Optimizing SQL Performance in OceanBase Database

OceanBase's architectural foundation differs significantly from traditional relational databases, which directly impacts SQL performance tuning strategies.

Architectural Distinctions

LSM-Tree Storage Engine Data is organized into static components (SSTables) and dynamic components (MemTables). Performance for many query improves after a major compaction merges these components. Buffer tables, often used for temporary data storage, can lead to performance degradation. Operations involving rapid writes, modifications, and deletions create "tombstone" markers in memory. Querying a range with many such markers can result in slower execution.

Distributed Share-Nothing Architecture Unlike traditional share-disk systems where execution plans assume local data access, OceanBase stores data across multiple physical nodes. A join operation between tables located on different nodes requires a distributed execution plan. Performance can be impacted if a data partition changes its primary node (leader), causing a previously local plan to become a remote or distributed plan.

Sources of SQL Performance Issues

SQL Statement Construction: Adherence to development best practices is critical.
Cost Model Imperfections: May require plan binding.
Inaccurate Statistics: Statistics are stored locally and updated during major compaction.
Physical Database Design: Fundamentally determines query performance.
System Load: Affects overall throughput and individual query response time.
Cleint-Side Routing: Can lead to remote execution.

SQL Tuning Approaches

Optimizing Single Query Execution

Single-Table Access: Focus on indexing, sort/aggregate operations, partitioning, and distributed parallelism.
Multi-Table Joins: Optimize join order, join algorithms, distributed parallelism, and consider query rewriting.

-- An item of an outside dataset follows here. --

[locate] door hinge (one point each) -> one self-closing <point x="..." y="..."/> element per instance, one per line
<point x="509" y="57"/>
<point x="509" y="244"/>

Optimizing System Throughput

Identify and tune slow SQL statements.
Balance SQL request traffic and resources via settings like ob_read_consistency, primary zone, client routing policies, and ensuring even distribution of hot query partitions.
Balance RPC request traffic for sub-plans by configuring internal OBServer routing and distributing hot query partitions evenly.

Basic Tuning Workflow

Use the global SQL audit table (g)v$sql_audit, SQL Trace, or plan cache views to identify SQL statements with high execution time or resource consumption (memory, disk I/O).
Analyze the execution plan using the EXPLAIN command. The logical plan generated by the optimizer is the primary tool for identifying tuning directions.
Apply optimizations to meet performance expectations:
- Rewrite the SQL statement equivalently to produce a better execution plan.
- For multi-table joins, optimize access paths, join order, and join algorithms.

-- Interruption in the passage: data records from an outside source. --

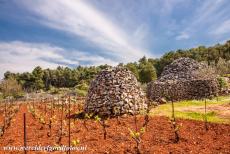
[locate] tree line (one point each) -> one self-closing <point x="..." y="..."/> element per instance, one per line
<point x="145" y="70"/>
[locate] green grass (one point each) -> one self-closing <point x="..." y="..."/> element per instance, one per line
<point x="182" y="106"/>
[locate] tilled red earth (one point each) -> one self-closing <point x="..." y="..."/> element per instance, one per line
<point x="158" y="138"/>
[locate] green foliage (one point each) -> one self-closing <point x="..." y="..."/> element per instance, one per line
<point x="10" y="87"/>
<point x="145" y="69"/>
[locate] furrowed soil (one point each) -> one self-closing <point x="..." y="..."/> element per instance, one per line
<point x="158" y="138"/>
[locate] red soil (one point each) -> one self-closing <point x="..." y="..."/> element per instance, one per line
<point x="158" y="138"/>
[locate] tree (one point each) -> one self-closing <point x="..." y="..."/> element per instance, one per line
<point x="147" y="72"/>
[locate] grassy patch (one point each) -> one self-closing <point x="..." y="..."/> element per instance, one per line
<point x="180" y="110"/>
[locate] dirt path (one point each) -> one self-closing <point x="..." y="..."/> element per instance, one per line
<point x="223" y="110"/>
<point x="157" y="139"/>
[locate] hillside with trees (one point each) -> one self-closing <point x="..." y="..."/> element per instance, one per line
<point x="146" y="69"/>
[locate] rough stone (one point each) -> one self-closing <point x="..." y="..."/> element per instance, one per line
<point x="179" y="82"/>
<point x="118" y="91"/>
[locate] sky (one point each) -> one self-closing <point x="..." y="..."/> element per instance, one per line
<point x="70" y="33"/>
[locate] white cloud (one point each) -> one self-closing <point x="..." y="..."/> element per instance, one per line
<point x="222" y="28"/>
<point x="79" y="18"/>
<point x="182" y="36"/>
<point x="19" y="56"/>
<point x="205" y="18"/>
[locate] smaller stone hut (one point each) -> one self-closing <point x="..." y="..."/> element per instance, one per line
<point x="115" y="91"/>
<point x="179" y="81"/>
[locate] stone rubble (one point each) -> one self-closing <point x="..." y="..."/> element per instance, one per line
<point x="115" y="91"/>
<point x="178" y="81"/>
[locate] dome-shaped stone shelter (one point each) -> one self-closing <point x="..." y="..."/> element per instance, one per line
<point x="115" y="91"/>
<point x="181" y="80"/>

Partitioned Tables Overview

OceanBase divides table data into distinct blocks based on defined rules, with each block (partition) stored together physically. This partitioning is a core distributed feature that addresses large table capacity and high-concurrency performance. A non-partitioned table is effectively a single-partition table. Each partition resides on one node, but different partitions of a table can be distributed across nodes. Partitioning aims to reduce the volume of data read/written for specific SQL operations, thereby improving response time. Benefits include scalability, manageability, and performance gains.

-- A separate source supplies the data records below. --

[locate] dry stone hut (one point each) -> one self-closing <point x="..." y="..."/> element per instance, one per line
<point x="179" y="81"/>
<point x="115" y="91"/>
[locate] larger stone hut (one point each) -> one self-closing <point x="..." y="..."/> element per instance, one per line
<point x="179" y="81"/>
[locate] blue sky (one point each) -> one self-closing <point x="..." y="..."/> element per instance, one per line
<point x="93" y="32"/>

OceanBase Partitioning Characteristics

Horizontal scaling across machines.
Enhanced manageability and performance.
Automatic load balancing and fault tolerance.
Transparent to applications, potentially replacing manual sharding solutions.
Supports inter-partition parallelism.
Maximum of 8192 partitions per table.
Recommended limit of 30,000 partitions per server (supports up to 80,000).

Partition Types

OceanBase supports one-level and two-level (composite) partitioning. Primary Partition Types: HASH, KEY, LIST, RANGE, RANGE COLUMNS, and partitions using generated columns. Two-Level Partitioning: Further splits data within a primary partition based on a second dimension.

MySQL Mode Support:

RANGE, RANGE COLUMNS, LIST, LIST COLUMNS, HASH, KEY, and composite partitions.

Oracle Mode Support:

RANGE, LIST, HASH, and composite partitions.

Primary Partition Details

HASH Partitioning Specify a partition key and count. Suitable where RANGE or LIST partitioning isn't applicable. Data is distributed via a hash function on the partition key, ideal for point queries (e.g., by user_id) to eliminate hotspots.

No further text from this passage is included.